Education minister
- Constituency: Kahnuwan

Personal details
- Born: April 10, 1950 Gurdaspur, Punjab, India
- Died: October 6, 2021 (aged 71) Mohali, Punjab, India
- Spouse: Amarjit Kaur ​(m. 1977)​
- Children: 4
- Website: sewasinghsekhwan.com

= Sewa Singh Sekhwan =

Indian politician (1950–2021)

Sewa Singh Sekhwan (Punjabi:ਸੇਵਾ ਸਿੰਘ ਸੇਖਵਾਂ; 10 April 1950 – 6 October 2021) was an Indian Politician and a member of Aam Aadami Party. He was one of the founding members of Shiromani Akali Dal (Taksali). He was the Education minister of Punjab under the ten-year government of Shiromani Akali Dal. He was sworn in as a cabinet minister for the second time on 26 October 2009. Sekhwan's father Ujagar Singh Sekhwan was MLA from Kahnuwan in 1977 and 1980. He was founder of a group supporting Indian minorities and Dalits front. He remained the president of Akali Dal during the Emergency in India.

Sekhwan worked as a teacher for 14 years before entering politics after his father's death in 1990. Punjab chief minister Parkash Singh Badal, then SAD president encouraged him to follow his father and supported him to run for Kahnuwan assembly in Gurdaspur District. He was elected MLA in 1997 from Kahnuwan. He was made Revenue, Rehabilitation and Public Relations, Minister in the Badal government.
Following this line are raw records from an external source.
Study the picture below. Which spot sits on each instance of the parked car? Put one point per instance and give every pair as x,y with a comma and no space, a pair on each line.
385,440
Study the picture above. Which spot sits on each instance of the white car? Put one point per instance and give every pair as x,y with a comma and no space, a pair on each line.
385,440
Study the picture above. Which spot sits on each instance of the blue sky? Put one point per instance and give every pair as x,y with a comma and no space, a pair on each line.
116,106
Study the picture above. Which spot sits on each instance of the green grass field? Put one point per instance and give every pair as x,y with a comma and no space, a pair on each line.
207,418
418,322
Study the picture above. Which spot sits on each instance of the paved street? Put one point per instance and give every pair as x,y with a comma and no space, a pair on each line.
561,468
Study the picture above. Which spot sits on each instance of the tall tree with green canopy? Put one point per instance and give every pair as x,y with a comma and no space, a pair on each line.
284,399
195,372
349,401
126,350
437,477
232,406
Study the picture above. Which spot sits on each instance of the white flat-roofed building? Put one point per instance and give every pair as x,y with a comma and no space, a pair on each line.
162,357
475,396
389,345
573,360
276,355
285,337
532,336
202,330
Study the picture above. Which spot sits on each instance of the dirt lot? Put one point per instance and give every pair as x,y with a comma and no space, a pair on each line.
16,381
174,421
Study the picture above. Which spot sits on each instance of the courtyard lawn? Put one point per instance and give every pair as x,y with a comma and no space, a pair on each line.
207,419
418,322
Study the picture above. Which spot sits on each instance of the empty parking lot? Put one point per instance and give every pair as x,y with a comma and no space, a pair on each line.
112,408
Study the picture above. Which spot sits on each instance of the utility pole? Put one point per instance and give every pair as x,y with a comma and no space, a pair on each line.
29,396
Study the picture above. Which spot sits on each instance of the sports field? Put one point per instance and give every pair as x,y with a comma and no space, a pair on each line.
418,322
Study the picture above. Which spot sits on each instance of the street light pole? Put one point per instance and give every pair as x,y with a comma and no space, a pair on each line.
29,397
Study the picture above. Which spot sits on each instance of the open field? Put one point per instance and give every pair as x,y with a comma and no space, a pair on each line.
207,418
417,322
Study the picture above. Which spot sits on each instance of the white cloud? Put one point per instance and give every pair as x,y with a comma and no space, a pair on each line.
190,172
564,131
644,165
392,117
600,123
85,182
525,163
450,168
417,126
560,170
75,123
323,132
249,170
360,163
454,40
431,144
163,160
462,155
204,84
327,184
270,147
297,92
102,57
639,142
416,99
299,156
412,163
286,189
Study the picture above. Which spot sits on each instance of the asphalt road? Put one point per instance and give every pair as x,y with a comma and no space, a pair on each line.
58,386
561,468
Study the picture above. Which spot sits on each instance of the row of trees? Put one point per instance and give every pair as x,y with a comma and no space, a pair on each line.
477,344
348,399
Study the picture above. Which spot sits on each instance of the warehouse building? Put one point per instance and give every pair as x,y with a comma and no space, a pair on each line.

Sekhwan was a member of SGPC, the supreme Sikh body. Sekhwan also remained Technical Education Minister.

He had quit Shiromani Akali Dal and formed the Shiromani Akali Dal (Taksali) party with other politicians who quit Shiromani Akali Dal such as Ranjit Singh Brahmpura, Rattan Singh Ajnala, Parminder Singh Dhindsa, Sukhdev Singh Dhindsa and Harsukhinder Singh Bubby Badal. Sekhwan joined the Aam Aadmi Party in August 2021.

Sekhwan died on 6 October 2021 at the age of 71 due to liver infection.